Un passato brulicante di
seducenti e variegate suggestioni letterarie; la poesia di nuovi protagonisti –
si pensi, appunto, a Boudlaire e, già prima, alle anticipazioni nere di Edgar
Allan Poe-; il pensiero filosofico più avanzato e spregiudicato: ecco la
materia nuova, la radice della modernità.
Gustave Moreau utilizza
ancora miti e figure del passato (mitologico o biblico): le sue Salomè provocatoriamente
danzanti, i suoi Edipi, le Sfingi, le Arpie paiono la
ineguagliabile
concretizzazione degli incubi di fine secolo, narrati ancora con linguaggio
‘classico’. Altri artisti rinnovano radicalmente questa lingua: il grande Odillon Redon ne è forse il rappresentante emblematico, nella essenzialità diafana e ambigua del suo sogno. L’ambiente tedesco partecipa subito a questo travaglio di matrice franco-belga e ne dà una originale interpretazione: Max Klinger e Franz von Stuck, allievi ambedue di Böcklin, ne sono forse le punte più avanzate.
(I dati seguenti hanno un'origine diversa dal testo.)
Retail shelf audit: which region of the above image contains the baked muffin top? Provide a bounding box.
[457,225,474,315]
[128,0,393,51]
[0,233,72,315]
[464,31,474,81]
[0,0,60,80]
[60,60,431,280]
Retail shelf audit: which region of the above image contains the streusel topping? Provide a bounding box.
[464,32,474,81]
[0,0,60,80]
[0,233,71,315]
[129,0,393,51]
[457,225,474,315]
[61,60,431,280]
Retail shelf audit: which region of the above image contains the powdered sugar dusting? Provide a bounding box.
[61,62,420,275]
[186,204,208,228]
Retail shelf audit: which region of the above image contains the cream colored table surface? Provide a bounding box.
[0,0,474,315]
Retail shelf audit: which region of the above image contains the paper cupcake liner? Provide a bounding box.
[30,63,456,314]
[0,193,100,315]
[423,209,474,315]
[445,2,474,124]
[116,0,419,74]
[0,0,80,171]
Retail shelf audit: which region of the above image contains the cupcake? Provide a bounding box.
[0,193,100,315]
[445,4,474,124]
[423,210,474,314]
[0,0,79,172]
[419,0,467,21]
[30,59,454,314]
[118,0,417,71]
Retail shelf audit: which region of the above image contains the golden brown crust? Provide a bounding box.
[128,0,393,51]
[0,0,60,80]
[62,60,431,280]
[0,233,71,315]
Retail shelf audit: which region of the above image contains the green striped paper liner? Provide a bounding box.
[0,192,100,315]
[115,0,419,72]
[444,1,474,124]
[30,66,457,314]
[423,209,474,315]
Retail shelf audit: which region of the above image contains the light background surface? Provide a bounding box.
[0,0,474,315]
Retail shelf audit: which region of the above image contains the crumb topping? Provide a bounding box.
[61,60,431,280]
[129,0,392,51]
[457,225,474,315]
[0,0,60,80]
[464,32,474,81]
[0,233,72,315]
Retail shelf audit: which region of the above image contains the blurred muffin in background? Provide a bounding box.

L’artista sente, quasi come
un sensitivo e un profeta, l’avvicinarsi del baratro, l’ombra della notte che
avanza. Testimonianze straordinarie per intensità e originalità di pittura
sfilano in una rassegna impressionante di annunci; artisti spesso trascurati
rivelano la profondità geniale del loro sguardo, dallo sterminato bagaglio
immaginario di una civiltà intera affiorano visioni di Apocalissi e minacce di
mostri sconosciuti, prefigurazioni di disastri incombenti mentre il velo
dell’esistenza viene squarciato da figure di morte. Anche le manifestazioni
dell’amore – fisico o spirituale assumono le sembianze di fantasmi. Ai tuoni e
ai lampi succederà l’esplosione della catastrofe universale, annunciata da un
immenso angelo che suona la tromba di un giudizio epocale, come in una
impressionante tela di Schineider o testimoniato nelle sulfuree ‘cartoline’ di
Alberto Martini.
La modernità assume qui la
figura truce di un sapere che soggioga le potenzialità appena intraviste del
progresso alle istanze del potere, del sistema economico, degli sfruttamenti e
delle schiavitù sugli uomini e sui popoli.